The Agreement and the Affiliate Agreements have been duly executed and
delivered by Parent and constitute valid and binding obligations of
Parent, enforceable against Parent in accordance with their terms,
except to the extent that enforceability may by limited by
applicable bankruptcy, insolvency, reorganization, moratorium or other
similar laws affecting creditors' rights generally and general equitable
principles and except with regard to the Affiliate Agreements to the
extent rights to indemnification may be limited by law.

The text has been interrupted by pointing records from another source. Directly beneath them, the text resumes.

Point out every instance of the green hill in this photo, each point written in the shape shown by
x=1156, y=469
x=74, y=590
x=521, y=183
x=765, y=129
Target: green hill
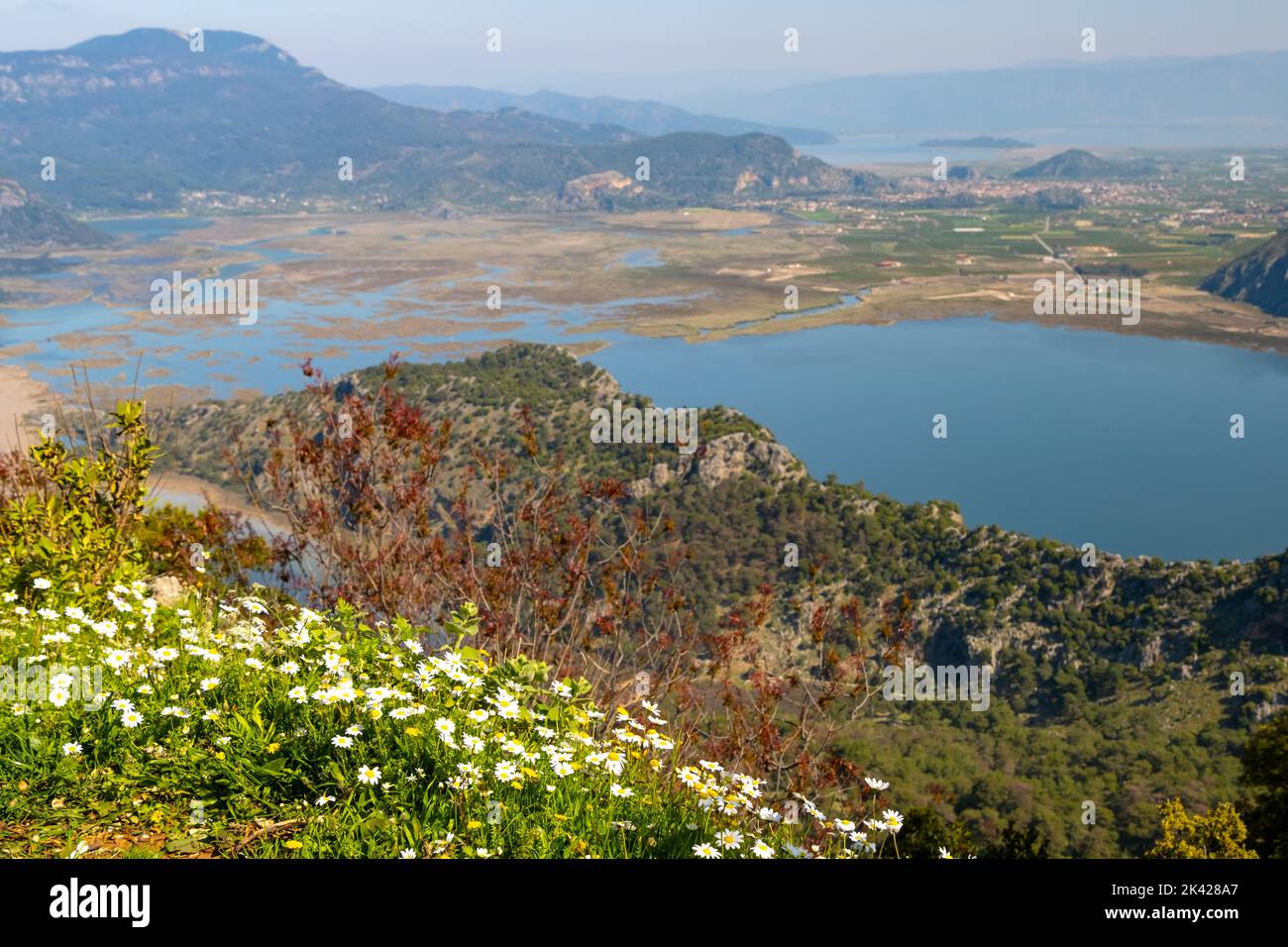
x=1112, y=684
x=1258, y=277
x=141, y=121
x=1076, y=163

(5) The execution and delivery of the Agreement and the
Affiliate Agreements and the consummation of the transactions contemplated
thereby shall not violate any provisions of the Memorandum of Association
or Articles of Association of Parent nor result in a violation or breach of,
conflict with, constitute (with or without due notice or lapse of time or
both) a default (or give rise to any right of termination, cancellation or
acceleration) under, any of the terms, conditions or provisions of any note,
bond, mortgage, indenture, license, franchise, permit, agreement, lease or
other instrument or obligation, of which such counsel has knowledge after
due inquiry, to which Parent is a party, or by which it or any of its
respective properties or assets may be bound, other than violations,
breaches, defaults and conflicts which, in the aggregate, would not have a
material adverse effect on the Condition of Parent and its subsidiaries taken
as a whole.
(6) Such Counsel know of no material litigation, proceedings
or investigation pending or threatened with respect to or involving Parent or
its subsidiaries which is not disclosed in the public filings of Parent
or in Schedule 3.02 (h) of the Agreement.
(7) All approvals, consents or permits of any Israeli
Governmental Entity required to be obtained by Parent of Sub as a prerequisite
for the merger of Sub into the Company and the issuance of Ordinary
Shares and Adds, as contemplated by the Agreement have been obtained and
complied with and are in full force and effect.